Topinformiert: Rat segnet „Effort Sharing-Verordnung“ ab: Verteilung könnte ausgewogener sein +++ Rat gibt grünes Licht für 5. Geldwäscherichtlinie – Kein zusätzlicher Aufwand ohne Mehrwert bei Geldwäschebekämpfung

Rat segnet „Effort Sharing-Verordnung“ ab: Verteilung könnte ausgewogener sein 

Der Rat hat heute die Regelung zur Lastenteilung bei Verkehr, Gebäuden, Landwirtschaft und Abfallwirtschaft (Effort Sharing-Verordnung) formell abgesegnet. Dabei geht es um die Umsetzung von Zusagen im Pariser Abkommen von 2015. Die Europäische Union will ihre Treibhausgase bis 2030 um 40 Prozent (Basis 1990) reduzieren. Neben dem EU-Emissionshandel, der eine Reduktion von 43 Prozent (Basis 2005) liefern muss, ist der Non-ETS-Sektor eine 2. zentrale Säule der EU-Klimapolitik, welcher einen Reduktionsbeitrag von 30 Prozent (Basis 2005) leisten muss. Die Verordnung legt zudem verbindliche Ziele für die Reduzierung des jährlichen Emissionsausstoßes der einzelnen Mitgliedstaaten. Österreich müsste demnach im Vergleich zu 2005 insgesamt 36 Prozent an Treibhausgasen einsparen.

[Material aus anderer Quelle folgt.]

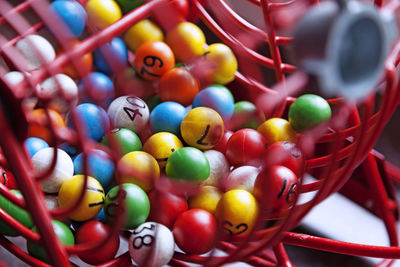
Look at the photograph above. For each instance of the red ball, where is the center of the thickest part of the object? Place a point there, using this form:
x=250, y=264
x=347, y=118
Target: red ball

Die WKÖ bewertet den dem Vorschlag zugrundeliegenden Ansatz, die Emissionsreduktionspflichten der einzelnen Mitgliedstaaten vorrangig nach dem Kriterium BIP/Kopf festzulegen, kritisch. Sinnvoller wäre gewesen, dort anzusetzen, wo Emissionen am kosteneffizientesten reduziert werden können, beispielsweise ein Anknüpfen an der Kennzahl Emissionen/BIP. Zudem wäre es für ein innereuropäisches „Level-Playing-Field“ notwendig, Rücksicht auf jene Staaten zu nehmen, die bereits erhebliche Anstrengungen zur Erreichung der klima- und energiepolitischen Zielsetzungen unternommen haben.  

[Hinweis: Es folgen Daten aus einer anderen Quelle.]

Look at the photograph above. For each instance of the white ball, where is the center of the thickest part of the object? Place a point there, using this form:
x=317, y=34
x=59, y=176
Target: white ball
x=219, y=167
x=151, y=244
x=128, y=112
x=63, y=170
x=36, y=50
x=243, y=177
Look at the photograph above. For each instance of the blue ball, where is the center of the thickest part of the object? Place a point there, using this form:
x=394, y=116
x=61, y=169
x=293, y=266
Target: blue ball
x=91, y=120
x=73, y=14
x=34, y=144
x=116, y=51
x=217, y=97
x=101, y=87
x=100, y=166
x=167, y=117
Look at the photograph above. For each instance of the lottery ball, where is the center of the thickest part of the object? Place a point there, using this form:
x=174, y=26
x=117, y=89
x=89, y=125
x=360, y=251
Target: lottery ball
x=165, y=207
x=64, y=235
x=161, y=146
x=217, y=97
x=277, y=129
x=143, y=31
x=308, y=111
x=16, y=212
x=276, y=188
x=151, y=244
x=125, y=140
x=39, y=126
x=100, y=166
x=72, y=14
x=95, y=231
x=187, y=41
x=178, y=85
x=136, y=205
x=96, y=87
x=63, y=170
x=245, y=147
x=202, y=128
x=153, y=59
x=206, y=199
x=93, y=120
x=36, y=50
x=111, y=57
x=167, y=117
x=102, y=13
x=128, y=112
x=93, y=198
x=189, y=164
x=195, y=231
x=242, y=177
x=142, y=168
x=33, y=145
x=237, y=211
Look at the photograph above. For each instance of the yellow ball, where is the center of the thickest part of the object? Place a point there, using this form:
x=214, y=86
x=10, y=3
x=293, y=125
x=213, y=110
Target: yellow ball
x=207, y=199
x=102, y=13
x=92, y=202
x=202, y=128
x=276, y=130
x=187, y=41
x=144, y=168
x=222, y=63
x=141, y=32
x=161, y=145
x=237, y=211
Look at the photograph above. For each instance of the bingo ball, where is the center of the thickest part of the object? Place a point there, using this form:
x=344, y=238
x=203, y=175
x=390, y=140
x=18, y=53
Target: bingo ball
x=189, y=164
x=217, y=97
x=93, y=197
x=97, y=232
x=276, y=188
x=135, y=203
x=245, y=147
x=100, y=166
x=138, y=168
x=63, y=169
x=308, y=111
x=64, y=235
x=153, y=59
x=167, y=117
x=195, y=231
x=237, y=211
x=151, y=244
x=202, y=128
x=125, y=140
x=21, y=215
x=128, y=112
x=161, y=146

Rat gibt grünes Licht für 5. Geldwäscherichtlinie – Kein zusätzlicher Aufwand ohne Mehrwert bei Geldwäschebekämpfung 

Der Rat hat heute zudem die 5. Geldwäscherichtlinie abgesegnet. Die Vorschläge waren am 5. Juli 2016 zusammen mit der Mitteilung über weitere Maßnahmen zur Verbesserung der Transparenz und der Bekämpfung von Steuerhinterziehung und Steuervermeidung veröffentlicht worden. Die neuen Regeln sehe einige Änderungen vor. Unter anderem sollen die nationalen Register der wirtschaftlich Berechtigten von in der EU tätigen Unternehmen künftig öffentlich zugänglich sein. Der Zugang zu nationalen Registern der wirtschaftlich Berechtigten von in der EU tätigen Trusts soll ebenfalls möglich sein, sofern ein berechtigtes Interesse (beispielsweise auch von NGOs und Journalisten) vorliegt. Bei anonymen Zahlungen mittels Guthabenkarten sowie bei virtuellen Währungen werden die Schwellenbeträge von 250 auf 150 Euro gesenkt. Die Kundenüberprüfung unterliegt strengeren Anforderungen.

Aus gesamtwirtschaftlicher Sicht wird unter anderem die Veröffentlichung der Daten von wirtschaftlichen Eigentümern kritisch gesehen. Da die Behörden und Zentralen Meldestellen sowie die Verpflichteten der 4. Geldwäscherichtlinie ohnehin Zugriff zu den Daten bekommen sollen, ist der Mehrwert der Veröffentlichung für die Bekämpfung von Terrorismusfinanzierung und Geldwäsche nicht erkennbar.